#include <iostream>
using std::cout;
using std::endl;
// include definition of class Triangles from Triangles.h
#include "Triangles.h"
// function to draw triangles
void Triangles::drawTriangles()
{
// Variable declarations (no other variables are needed)
int row; // the row position
int column; // the column position
int space; // number of spaces to print
// first triangle
for (int column = 0; column <=10; column++)
{
for (int column = 0; column <= row; row++)
{
cout << "*";
}
cout << endl;
} // end for;
// second triangle
for (int row=10; row >= 1; row++)
{
for ( int column=1; column <=row-1; column++)
{
cout << "*";
}
cout << endl;
} // end for;
// third triangle
for (int row = 9; row < 10; row++)
{
for (int space = 0; column <= row -1; column++)
{
cout << "*";
}
{
cout << " ";
}
cout << endl;
} //end for;
// fourth triangle
for (int row = 10; space <= row -1; row++)
{
for (int space = 9; space <= row - 1; row++)
{
cout << " ";
}
{
for (int column=10; column>= row; row++);
}
{
cout << "*";
}
{
cout << endl;
}
} // end for;
exit(0); // function ends successfully
} // end function drawTriangles
I didn't look over this fully, but you need to take a close look at your loops:
1 2 3 4 5 6 7 8 9 10 11 12 13 14
int row; // the row position
int column; // the column position <---------------- HERE
int space; // number of spaces to print
// first triangle
for (int column = 0; column <=10; column++) // <---------------- HERE
{
for (int column = 0; column <= row; row++) // <--------------- HERE AGAIN
{
cout << "*";
}
cout << endl;
} // end for;
Every time you do "int column" you're creating a new variable named column.
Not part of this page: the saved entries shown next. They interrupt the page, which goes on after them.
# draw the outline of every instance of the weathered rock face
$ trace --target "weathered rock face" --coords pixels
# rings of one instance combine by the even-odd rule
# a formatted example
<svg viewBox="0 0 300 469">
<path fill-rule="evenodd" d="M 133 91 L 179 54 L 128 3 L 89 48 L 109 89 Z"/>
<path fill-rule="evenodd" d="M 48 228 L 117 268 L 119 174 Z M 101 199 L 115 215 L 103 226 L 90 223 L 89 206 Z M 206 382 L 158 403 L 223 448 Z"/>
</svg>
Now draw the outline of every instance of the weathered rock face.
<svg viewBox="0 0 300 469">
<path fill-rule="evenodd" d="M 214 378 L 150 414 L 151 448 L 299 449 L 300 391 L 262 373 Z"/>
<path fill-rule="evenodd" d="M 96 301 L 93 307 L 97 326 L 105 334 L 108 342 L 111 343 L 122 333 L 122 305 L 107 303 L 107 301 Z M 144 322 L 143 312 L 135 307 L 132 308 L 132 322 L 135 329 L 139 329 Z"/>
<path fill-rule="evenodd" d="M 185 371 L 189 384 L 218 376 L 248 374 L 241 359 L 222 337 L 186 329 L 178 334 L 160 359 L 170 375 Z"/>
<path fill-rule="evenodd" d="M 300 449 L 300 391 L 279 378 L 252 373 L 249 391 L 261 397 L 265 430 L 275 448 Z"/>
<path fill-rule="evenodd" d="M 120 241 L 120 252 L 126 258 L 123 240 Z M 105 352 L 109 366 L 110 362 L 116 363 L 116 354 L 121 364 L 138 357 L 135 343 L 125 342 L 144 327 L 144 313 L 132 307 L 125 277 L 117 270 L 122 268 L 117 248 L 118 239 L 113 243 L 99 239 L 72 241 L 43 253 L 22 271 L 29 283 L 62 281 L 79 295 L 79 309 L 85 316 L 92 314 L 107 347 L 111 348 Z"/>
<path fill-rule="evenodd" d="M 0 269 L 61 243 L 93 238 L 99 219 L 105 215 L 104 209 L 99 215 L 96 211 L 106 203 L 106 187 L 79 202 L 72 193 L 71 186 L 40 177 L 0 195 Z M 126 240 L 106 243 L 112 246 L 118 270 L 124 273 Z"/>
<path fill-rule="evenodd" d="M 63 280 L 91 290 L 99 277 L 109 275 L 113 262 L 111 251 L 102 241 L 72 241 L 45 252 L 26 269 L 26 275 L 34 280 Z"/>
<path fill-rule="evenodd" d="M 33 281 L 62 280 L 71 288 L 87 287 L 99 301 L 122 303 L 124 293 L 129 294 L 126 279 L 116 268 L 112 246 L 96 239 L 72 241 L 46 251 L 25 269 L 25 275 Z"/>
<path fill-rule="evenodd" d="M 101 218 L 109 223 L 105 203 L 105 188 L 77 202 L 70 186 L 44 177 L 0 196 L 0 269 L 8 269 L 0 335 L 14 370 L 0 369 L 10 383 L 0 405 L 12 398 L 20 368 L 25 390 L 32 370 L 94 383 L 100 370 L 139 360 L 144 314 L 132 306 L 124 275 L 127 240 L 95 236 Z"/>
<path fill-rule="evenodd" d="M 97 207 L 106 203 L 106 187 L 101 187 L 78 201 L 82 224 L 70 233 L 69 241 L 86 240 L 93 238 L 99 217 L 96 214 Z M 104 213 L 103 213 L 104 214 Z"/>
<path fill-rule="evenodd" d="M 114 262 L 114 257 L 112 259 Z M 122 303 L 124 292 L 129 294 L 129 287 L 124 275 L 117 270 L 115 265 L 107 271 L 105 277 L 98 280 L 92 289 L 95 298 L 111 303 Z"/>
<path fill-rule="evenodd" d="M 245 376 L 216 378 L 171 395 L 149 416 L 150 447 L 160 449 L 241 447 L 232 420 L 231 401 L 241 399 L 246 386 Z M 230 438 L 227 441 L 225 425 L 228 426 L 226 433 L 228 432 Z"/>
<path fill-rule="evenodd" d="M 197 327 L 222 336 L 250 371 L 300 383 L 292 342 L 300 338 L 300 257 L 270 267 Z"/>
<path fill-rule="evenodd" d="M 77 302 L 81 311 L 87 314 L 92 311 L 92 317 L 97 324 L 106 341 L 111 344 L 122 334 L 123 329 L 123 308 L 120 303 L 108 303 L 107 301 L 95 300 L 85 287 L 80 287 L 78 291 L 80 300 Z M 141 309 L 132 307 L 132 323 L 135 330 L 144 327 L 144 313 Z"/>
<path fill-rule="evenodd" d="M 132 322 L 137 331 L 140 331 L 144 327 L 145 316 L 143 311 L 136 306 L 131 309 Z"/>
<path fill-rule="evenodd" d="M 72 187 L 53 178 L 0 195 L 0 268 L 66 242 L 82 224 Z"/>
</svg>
Note that you're creating three separate variables named "column" in the above code. This probably was not your intent. Since you're declaring all of your variables up front at the top of your function, don't put them in every for loop:
1 2 3
int column;
for(column = 0; ... ) // <--- notice, just "column = 0", not "int colunn = 0"
Also, on the HERE AGAIN line, you're doing the following:
for (int column = 0; column <= row; row++)
it looks like you're counting column, but you're actually counting row. You probably meant to be counting row? I'm not exactly sure what it is you're trying to do here, but this wouldn't work.